高速列车制动盘盘毂锻造工艺模拟与试制

IMR OpenIR

	高速列车制动盘盘毂锻造工艺模拟与试制
	张龙
学位类型	硕士
导师	李殿中 ; 孙明月
	2012
学位授予单位	中国科学院金属研究所
学位授予地点	北京
学位专业	材料工程
关键词	高速列车制动盘盘毂模锻工艺模具设计有限元模拟 High Speed Train Brake Disc Hub Die Forging Process Die Design Fem
摘要	" 高速铁路作为一种高效、环境友好的运输方式，是解决我国当前铁路运输瓶颈问题的必然选择，是经济社会发展的必然趋势。
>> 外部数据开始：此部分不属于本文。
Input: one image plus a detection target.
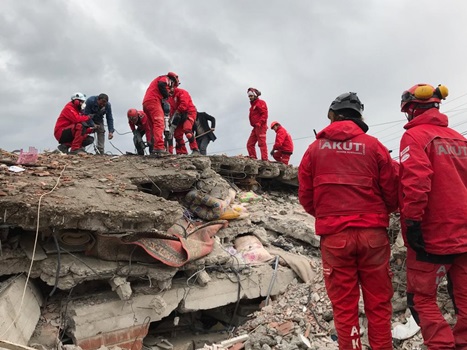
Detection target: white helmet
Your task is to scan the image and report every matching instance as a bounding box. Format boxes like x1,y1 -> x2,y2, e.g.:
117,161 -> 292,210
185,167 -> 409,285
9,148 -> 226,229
71,92 -> 86,102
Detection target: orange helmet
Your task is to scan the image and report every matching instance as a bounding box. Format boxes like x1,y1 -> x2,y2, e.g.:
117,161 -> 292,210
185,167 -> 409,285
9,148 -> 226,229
401,84 -> 449,112
126,108 -> 139,123
167,72 -> 180,87
246,88 -> 261,98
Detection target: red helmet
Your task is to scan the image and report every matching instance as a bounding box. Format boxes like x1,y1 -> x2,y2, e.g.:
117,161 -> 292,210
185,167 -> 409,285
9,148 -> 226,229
126,108 -> 139,123
401,84 -> 449,112
167,72 -> 180,87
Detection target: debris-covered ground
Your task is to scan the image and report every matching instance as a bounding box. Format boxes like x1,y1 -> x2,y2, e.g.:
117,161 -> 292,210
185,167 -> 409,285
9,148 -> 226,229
0,151 -> 454,350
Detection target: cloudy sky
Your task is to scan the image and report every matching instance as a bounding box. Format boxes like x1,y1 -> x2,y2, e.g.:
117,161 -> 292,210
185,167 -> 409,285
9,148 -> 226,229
0,0 -> 467,165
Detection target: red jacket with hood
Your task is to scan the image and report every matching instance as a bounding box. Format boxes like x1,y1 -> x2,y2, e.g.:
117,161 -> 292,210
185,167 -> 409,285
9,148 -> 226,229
400,108 -> 467,255
54,101 -> 90,140
272,125 -> 293,153
128,111 -> 149,132
249,98 -> 268,127
169,88 -> 196,121
298,120 -> 398,235
143,75 -> 170,104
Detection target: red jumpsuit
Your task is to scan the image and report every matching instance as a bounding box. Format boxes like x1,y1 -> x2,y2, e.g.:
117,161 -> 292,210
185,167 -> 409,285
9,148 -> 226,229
272,125 -> 293,165
54,100 -> 93,151
143,75 -> 173,151
128,111 -> 152,155
246,98 -> 268,160
298,120 -> 397,350
400,108 -> 467,349
170,88 -> 198,154
128,111 -> 149,135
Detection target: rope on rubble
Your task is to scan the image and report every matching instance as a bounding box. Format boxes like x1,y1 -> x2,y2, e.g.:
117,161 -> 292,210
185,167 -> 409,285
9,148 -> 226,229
0,164 -> 67,338
109,141 -> 162,195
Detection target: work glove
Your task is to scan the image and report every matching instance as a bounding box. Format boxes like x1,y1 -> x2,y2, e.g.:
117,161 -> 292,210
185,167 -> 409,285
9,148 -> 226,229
162,100 -> 170,115
406,220 -> 425,253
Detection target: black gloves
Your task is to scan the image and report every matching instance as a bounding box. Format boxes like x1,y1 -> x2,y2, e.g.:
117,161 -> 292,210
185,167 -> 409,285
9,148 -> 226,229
162,100 -> 170,114
405,220 -> 425,253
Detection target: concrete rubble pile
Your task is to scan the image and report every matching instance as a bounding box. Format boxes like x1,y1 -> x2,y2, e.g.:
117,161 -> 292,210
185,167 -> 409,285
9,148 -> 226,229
0,150 -> 454,350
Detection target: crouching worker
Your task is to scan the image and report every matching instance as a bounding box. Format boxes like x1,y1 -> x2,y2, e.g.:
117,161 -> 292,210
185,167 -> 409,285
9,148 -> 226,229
169,87 -> 200,155
127,108 -> 152,156
271,122 -> 293,165
193,112 -> 217,156
54,92 -> 94,154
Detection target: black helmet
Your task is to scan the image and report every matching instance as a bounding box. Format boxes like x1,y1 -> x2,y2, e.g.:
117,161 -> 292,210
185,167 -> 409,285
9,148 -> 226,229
329,92 -> 363,116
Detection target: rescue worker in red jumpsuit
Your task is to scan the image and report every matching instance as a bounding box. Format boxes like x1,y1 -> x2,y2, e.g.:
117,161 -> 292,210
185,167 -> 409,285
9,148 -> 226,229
169,87 -> 200,155
298,92 -> 398,350
143,72 -> 180,155
246,88 -> 268,160
271,121 -> 293,165
400,84 -> 467,350
54,92 -> 94,154
127,108 -> 152,156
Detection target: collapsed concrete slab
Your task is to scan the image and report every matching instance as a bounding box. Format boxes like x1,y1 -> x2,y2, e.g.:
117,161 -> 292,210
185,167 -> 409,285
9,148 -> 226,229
0,275 -> 43,348
64,265 -> 296,350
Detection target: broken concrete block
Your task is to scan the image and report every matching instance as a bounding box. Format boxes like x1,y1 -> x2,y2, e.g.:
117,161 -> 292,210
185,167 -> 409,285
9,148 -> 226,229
0,276 -> 43,345
109,277 -> 132,300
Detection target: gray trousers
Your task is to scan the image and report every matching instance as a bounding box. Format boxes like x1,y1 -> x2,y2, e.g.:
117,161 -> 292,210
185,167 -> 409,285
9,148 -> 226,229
95,124 -> 105,154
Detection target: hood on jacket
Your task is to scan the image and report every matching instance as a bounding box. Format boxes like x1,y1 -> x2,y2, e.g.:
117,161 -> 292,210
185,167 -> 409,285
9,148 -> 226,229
404,108 -> 449,129
316,120 -> 368,141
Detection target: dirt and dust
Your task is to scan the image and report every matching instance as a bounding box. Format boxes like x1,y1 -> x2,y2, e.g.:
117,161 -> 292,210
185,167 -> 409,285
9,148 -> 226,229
0,151 -> 454,350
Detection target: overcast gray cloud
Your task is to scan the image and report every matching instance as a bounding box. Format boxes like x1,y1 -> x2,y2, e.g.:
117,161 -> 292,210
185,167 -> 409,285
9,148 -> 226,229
0,0 -> 467,165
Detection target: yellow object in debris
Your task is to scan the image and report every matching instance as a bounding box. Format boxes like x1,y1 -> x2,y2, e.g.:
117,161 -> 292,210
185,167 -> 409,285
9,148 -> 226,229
219,205 -> 247,220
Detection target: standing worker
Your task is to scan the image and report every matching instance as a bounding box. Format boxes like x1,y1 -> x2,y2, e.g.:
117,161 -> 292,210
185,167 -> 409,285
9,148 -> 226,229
246,88 -> 268,160
193,112 -> 217,156
271,121 -> 293,165
170,87 -> 200,155
127,108 -> 152,156
143,72 -> 180,156
298,92 -> 398,350
84,94 -> 115,155
54,92 -> 94,154
400,84 -> 467,349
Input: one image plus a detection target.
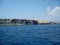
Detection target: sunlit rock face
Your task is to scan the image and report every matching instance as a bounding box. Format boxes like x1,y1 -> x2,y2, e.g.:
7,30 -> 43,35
0,19 -> 55,25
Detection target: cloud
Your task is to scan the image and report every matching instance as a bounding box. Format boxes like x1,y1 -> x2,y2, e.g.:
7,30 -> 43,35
46,6 -> 60,22
47,7 -> 60,16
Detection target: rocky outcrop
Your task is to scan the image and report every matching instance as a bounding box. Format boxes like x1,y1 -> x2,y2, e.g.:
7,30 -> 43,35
0,19 -> 55,25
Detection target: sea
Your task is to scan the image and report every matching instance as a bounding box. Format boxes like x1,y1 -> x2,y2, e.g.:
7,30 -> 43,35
0,24 -> 60,45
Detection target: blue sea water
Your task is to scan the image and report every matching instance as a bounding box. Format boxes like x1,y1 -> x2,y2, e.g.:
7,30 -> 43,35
0,24 -> 60,45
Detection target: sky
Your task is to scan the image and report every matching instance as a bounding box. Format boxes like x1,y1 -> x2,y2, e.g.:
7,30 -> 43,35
0,0 -> 60,22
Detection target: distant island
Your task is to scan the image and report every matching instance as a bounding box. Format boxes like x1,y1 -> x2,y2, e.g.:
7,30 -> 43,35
0,19 -> 56,25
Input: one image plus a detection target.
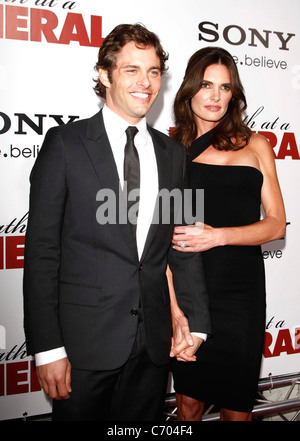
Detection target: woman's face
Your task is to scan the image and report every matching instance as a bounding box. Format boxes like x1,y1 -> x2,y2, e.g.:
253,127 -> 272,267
191,64 -> 232,128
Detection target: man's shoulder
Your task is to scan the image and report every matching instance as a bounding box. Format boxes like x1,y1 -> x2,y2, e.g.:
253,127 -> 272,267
148,126 -> 185,152
49,112 -> 100,135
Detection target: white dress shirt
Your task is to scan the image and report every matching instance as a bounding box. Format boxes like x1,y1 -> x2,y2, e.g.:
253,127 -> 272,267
35,105 -> 206,366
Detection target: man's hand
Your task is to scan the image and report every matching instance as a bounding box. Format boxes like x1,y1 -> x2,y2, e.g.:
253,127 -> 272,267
36,358 -> 72,400
170,314 -> 203,361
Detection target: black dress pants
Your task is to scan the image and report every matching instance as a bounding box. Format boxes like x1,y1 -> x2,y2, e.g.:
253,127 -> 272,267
52,322 -> 169,421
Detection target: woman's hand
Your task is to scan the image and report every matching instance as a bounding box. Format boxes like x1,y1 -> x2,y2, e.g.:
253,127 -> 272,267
173,222 -> 222,252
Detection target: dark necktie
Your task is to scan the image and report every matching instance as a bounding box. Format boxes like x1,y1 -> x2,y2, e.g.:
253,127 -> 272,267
124,126 -> 140,237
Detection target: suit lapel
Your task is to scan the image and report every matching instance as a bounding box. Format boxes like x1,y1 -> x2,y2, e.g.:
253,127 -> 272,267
83,111 -> 137,256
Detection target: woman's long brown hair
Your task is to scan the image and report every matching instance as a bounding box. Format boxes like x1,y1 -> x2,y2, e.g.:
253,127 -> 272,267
170,47 -> 251,150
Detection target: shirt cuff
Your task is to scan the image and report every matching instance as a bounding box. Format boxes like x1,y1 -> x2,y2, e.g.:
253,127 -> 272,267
191,332 -> 207,341
34,347 -> 67,366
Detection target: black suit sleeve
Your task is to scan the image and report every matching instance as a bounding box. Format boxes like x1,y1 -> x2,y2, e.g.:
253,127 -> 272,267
23,128 -> 67,354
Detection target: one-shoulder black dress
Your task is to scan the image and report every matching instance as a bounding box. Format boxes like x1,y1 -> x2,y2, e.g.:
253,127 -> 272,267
173,132 -> 265,412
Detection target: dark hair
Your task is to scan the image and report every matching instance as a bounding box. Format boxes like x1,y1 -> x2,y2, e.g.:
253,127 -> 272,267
94,24 -> 168,98
170,47 -> 251,150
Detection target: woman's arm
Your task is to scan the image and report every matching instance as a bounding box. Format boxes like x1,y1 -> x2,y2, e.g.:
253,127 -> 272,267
173,135 -> 286,252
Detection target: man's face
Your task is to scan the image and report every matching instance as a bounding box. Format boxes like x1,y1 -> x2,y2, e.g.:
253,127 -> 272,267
99,42 -> 161,125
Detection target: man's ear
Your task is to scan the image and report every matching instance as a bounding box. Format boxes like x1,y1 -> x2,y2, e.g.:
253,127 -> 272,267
98,69 -> 110,87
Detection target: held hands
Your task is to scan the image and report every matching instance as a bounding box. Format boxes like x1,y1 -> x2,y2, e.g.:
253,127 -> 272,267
173,222 -> 221,252
170,314 -> 203,362
36,358 -> 72,400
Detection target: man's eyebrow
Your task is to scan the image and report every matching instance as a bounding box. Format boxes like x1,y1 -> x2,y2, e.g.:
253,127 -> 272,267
121,64 -> 160,71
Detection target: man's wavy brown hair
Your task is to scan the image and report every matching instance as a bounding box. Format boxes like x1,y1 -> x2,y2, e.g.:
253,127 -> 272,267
94,24 -> 168,98
170,47 -> 251,150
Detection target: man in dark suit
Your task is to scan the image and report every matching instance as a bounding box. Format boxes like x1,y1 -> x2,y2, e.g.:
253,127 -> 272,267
24,25 -> 210,420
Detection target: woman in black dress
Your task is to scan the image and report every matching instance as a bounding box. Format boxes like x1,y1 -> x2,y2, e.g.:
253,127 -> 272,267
170,47 -> 285,421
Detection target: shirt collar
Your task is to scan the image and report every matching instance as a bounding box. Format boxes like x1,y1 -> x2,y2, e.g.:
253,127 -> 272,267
102,104 -> 148,144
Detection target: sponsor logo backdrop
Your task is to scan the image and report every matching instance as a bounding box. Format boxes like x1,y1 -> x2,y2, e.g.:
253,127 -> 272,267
0,0 -> 300,420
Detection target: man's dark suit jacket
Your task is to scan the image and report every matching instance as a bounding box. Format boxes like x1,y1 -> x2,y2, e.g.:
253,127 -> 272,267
24,111 -> 210,370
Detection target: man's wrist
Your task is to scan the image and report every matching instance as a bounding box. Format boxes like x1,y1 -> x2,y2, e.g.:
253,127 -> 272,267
34,347 -> 67,366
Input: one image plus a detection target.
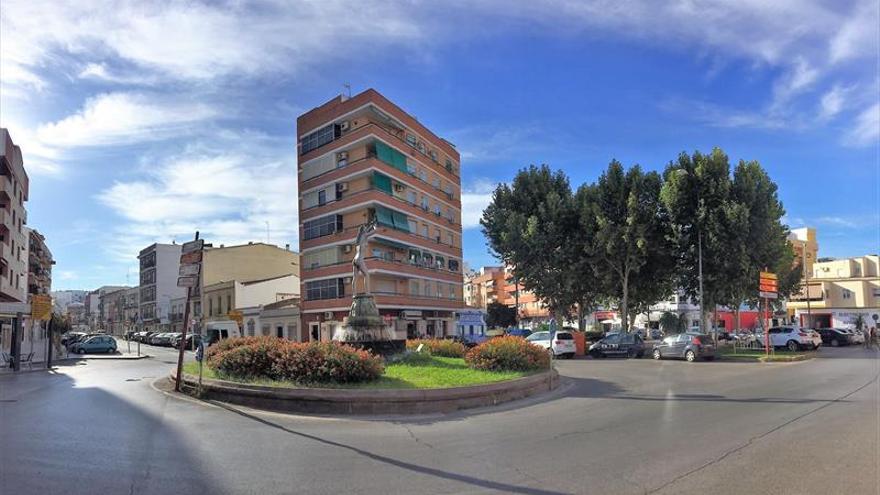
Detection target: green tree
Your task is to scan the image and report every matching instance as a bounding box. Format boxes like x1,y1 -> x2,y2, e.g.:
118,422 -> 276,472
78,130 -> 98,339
660,148 -> 747,334
486,301 -> 516,328
480,165 -> 578,323
592,160 -> 669,331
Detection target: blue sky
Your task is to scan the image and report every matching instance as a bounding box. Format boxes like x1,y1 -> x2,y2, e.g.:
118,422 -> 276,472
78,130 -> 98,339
0,0 -> 880,289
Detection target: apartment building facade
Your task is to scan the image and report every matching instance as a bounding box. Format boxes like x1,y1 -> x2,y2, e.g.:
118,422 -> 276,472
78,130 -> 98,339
464,266 -> 508,309
138,243 -> 186,331
0,128 -> 30,302
787,255 -> 880,328
297,89 -> 463,340
191,242 -> 300,321
28,229 -> 55,295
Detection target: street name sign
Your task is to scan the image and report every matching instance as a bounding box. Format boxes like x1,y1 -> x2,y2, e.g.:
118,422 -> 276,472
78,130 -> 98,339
178,264 -> 199,277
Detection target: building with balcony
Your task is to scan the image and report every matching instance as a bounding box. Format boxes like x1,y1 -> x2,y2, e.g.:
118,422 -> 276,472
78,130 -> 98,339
27,229 -> 55,295
787,254 -> 880,328
0,128 -> 30,302
297,89 -> 463,340
464,266 -> 509,309
138,243 -> 186,331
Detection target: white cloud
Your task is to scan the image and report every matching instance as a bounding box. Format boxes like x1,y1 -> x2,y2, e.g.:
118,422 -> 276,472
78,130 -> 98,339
845,102 -> 880,146
37,93 -> 217,147
461,178 -> 498,229
97,136 -> 299,260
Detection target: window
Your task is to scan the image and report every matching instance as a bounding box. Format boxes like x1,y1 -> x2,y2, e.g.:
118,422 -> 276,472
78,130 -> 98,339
299,124 -> 336,155
306,278 -> 345,301
303,215 -> 342,240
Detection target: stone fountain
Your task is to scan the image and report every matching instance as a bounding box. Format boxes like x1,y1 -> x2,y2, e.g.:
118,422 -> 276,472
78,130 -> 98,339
333,219 -> 406,356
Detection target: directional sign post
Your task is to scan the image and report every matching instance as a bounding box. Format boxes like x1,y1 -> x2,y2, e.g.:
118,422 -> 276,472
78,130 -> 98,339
758,269 -> 779,356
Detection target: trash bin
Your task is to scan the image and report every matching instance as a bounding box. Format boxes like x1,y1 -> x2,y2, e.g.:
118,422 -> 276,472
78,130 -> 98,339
571,332 -> 587,356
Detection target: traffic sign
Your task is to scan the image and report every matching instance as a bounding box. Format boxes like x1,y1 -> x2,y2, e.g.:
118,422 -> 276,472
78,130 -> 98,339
180,239 -> 205,254
180,251 -> 202,265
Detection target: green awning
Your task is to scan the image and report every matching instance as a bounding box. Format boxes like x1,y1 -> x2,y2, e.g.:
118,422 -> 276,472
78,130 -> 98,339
374,237 -> 409,250
376,141 -> 409,173
391,211 -> 409,232
376,206 -> 394,229
373,172 -> 391,194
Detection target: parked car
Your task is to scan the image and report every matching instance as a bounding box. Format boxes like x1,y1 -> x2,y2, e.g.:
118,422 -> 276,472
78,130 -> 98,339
589,333 -> 645,358
817,328 -> 853,347
507,328 -> 532,338
651,332 -> 715,361
70,335 -> 116,354
171,333 -> 202,350
758,326 -> 822,352
526,332 -> 575,359
61,332 -> 88,345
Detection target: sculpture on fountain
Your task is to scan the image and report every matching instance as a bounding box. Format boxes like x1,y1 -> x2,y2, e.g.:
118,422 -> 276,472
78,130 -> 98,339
333,219 -> 406,355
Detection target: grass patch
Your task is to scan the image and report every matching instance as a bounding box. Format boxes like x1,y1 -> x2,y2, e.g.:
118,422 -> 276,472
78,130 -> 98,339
183,356 -> 532,389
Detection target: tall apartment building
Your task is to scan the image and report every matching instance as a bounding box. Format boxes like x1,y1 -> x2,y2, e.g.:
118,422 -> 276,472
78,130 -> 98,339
27,229 -> 55,294
0,128 -> 30,302
138,243 -> 186,331
297,89 -> 463,340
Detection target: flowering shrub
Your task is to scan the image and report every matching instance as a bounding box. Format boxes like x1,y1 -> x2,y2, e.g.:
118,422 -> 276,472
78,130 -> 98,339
406,339 -> 467,358
206,337 -> 384,383
273,342 -> 385,383
464,336 -> 550,371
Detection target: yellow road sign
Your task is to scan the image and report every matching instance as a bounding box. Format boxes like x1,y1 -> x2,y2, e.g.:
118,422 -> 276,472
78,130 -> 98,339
31,294 -> 52,321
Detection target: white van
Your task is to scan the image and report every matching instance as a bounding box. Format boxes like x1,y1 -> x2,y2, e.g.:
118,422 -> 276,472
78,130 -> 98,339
204,321 -> 241,346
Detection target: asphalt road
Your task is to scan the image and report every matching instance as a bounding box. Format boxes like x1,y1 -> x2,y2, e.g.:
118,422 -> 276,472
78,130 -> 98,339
0,340 -> 880,495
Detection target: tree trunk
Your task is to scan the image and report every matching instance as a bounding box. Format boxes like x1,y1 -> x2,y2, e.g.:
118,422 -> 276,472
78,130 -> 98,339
620,272 -> 629,332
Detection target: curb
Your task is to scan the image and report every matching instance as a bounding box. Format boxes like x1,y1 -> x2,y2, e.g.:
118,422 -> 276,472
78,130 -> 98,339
169,370 -> 560,415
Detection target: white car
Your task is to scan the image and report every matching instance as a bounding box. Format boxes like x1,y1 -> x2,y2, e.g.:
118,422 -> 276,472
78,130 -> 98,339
757,326 -> 822,352
526,332 -> 575,359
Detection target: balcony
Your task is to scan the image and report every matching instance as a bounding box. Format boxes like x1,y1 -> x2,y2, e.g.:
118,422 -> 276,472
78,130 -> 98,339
302,256 -> 461,283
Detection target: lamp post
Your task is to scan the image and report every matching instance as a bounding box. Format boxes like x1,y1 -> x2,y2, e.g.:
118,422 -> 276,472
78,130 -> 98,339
801,241 -> 813,328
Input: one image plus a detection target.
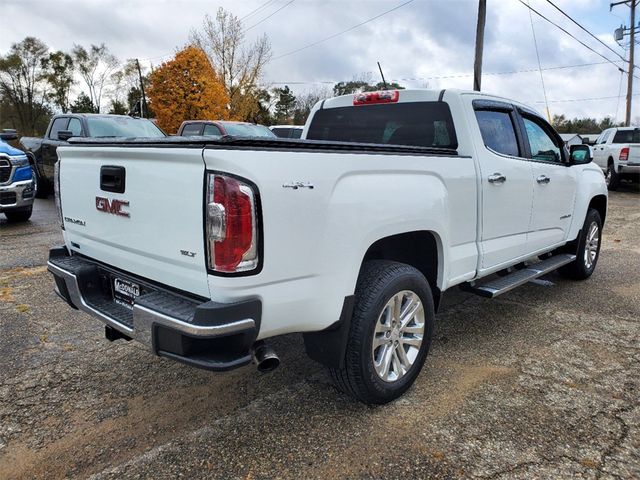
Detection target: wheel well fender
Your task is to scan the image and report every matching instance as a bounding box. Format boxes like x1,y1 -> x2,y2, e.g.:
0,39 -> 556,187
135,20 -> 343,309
589,195 -> 607,225
303,231 -> 444,368
360,231 -> 443,311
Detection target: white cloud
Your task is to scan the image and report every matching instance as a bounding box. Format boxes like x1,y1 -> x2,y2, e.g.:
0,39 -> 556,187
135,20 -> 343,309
0,0 -> 640,119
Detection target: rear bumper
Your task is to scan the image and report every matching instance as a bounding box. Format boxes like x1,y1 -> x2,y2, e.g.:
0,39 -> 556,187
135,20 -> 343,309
0,180 -> 34,212
48,247 -> 262,371
618,162 -> 640,175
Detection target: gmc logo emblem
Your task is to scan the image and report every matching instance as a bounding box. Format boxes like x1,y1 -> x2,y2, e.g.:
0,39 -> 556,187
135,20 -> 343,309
96,197 -> 131,217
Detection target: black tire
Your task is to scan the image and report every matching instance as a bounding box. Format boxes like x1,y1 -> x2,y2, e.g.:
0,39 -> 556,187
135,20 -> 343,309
559,208 -> 602,280
4,205 -> 33,222
330,260 -> 435,404
605,162 -> 620,192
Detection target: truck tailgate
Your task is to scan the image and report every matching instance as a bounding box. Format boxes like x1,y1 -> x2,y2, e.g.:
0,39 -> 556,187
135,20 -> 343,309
58,145 -> 209,297
627,143 -> 640,165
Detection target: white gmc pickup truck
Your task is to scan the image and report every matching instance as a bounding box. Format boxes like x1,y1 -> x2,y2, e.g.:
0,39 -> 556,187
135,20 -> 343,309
48,90 -> 607,403
593,127 -> 640,190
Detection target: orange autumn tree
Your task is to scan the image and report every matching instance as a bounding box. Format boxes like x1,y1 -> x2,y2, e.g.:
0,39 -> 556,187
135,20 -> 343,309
148,46 -> 229,133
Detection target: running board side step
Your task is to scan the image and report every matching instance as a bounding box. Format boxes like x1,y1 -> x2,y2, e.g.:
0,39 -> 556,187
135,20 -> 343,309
460,253 -> 576,298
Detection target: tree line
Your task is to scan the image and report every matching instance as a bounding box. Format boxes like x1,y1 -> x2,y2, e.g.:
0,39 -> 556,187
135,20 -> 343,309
551,115 -> 624,134
0,8 -> 410,135
0,8 -> 615,135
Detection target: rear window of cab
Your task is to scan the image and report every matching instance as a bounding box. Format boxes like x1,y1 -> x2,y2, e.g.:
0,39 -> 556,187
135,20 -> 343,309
307,102 -> 458,149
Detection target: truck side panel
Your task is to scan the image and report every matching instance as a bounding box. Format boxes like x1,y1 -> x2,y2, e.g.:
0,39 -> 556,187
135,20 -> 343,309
204,149 -> 477,338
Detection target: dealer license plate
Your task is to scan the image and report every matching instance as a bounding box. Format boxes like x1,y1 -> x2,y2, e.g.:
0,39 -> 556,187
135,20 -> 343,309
113,277 -> 140,310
安全是高铁发展的首要前提，高速列车制动盘盘毂是刹车系统的核心零部件，其质量稳定性对于实现列车安全、有效地制动起到至关重要的作用。由于其特殊的工作环境，对盘毂锻件的组织和性能提出极高要求，制造难度大。目前我国该类锻件全部依赖进口，严重制约了我国高铁行业的发展。盘毂零件外形为法兰式的环筒形，并在法兰端设置9个齿形结构，用于连接刹车盘。由于盘毂形状复杂，一般采用自由锻造方法制造，但自由锻方法生产的锻件不但加工余量大、材料利用率低，而且厚大的截面尺寸严重影响锻件的淬透性，造成组织性能不稳定，威胁产品使用安全。本研究采用模拟与实验相结合的方式，设计出一套全新的盘毂模锻锻造模具及工艺方法，并对工艺过程进行了有限元模拟和优化。在此基础上，完成了模具制造、试验件的锻造和解剖分析，最终形成了完善的成套模具设计和工艺方案图纸。本文的研究成果对于打破国外技术垄断，推进高速铁路自主化和安全化建设具有重要意义。论文的主要研究内容和结论包括： 1)完成了盘毂锻件自由锻工艺设计、试制和解剖分析。设计并实施了盘毂锻件的自由锻工艺，锻件经自由锻、热处理、精加工后，在零件上取样进行金相和力学性能检测。检测结果表明：由于自由锻方法制造的盘毂锻件壁厚较大，采用水淬油冷的工艺无法完全淬透，锻件由表及里的组织分别为全马氏体、下贝氏体、上贝氏体、珠光体和铁素体。自由锻之后的精加工工序将锻件表面性能较好的马氏体和下贝氏体组织加工掉，零件上只保留了上贝氏体、珠光体和铁素体组织，因此导致零件强度和冲击韧性偏低。 2)完成了盘毂锻件模锻工艺和加工模具设计。针对盘毂锻件的外形结构特点，制定了模锻工艺流程，在综合考虑成形工序和坯料有效充型的基础上，设计了预锻模和终锻模的模腔形状和尺寸，并绘制了模具CAD图纸。确定模锻工艺流程依次为镦粗、预锻和终锻，终锻时将预制坯翻转180°成形。在此基础上，结合试验锻锤设备的特点，在锻造模具上分别设置了导向系统和定位装置，以保证变形过程坯料与模具之间准确的相对位置，确保锻件精确成形。 3)完成了盘毂模锻过程的模拟仿真与工艺优化，并完成了样件试制与解剖分析。基于实测的40CrA材料热物性参数和高温应力应变曲线，对盘毂镦粗、预锻、终锻全流程进行了热力耦合模拟仿真，获得了应力、应变和温度随时间的变化规律；研究了盘毂成形过程的金属流动机制，预测了产生充不满和折叠缺陷的位置；预测了盘毂完全成形所需的锻锤吨位和打击次数；对终锻模具的最大主应力进行了分析，预测了模具在实际生产中可能产生的塌陷、开裂缺陷及其位置。在此基础上，根据模拟结果对工艺和模具进行了优化设计，并进行了锻造试验，完成了锻件的试制和解剖分析，获得了组织性能合格的样件，验证了模锻工艺的可行性和模拟的准确性.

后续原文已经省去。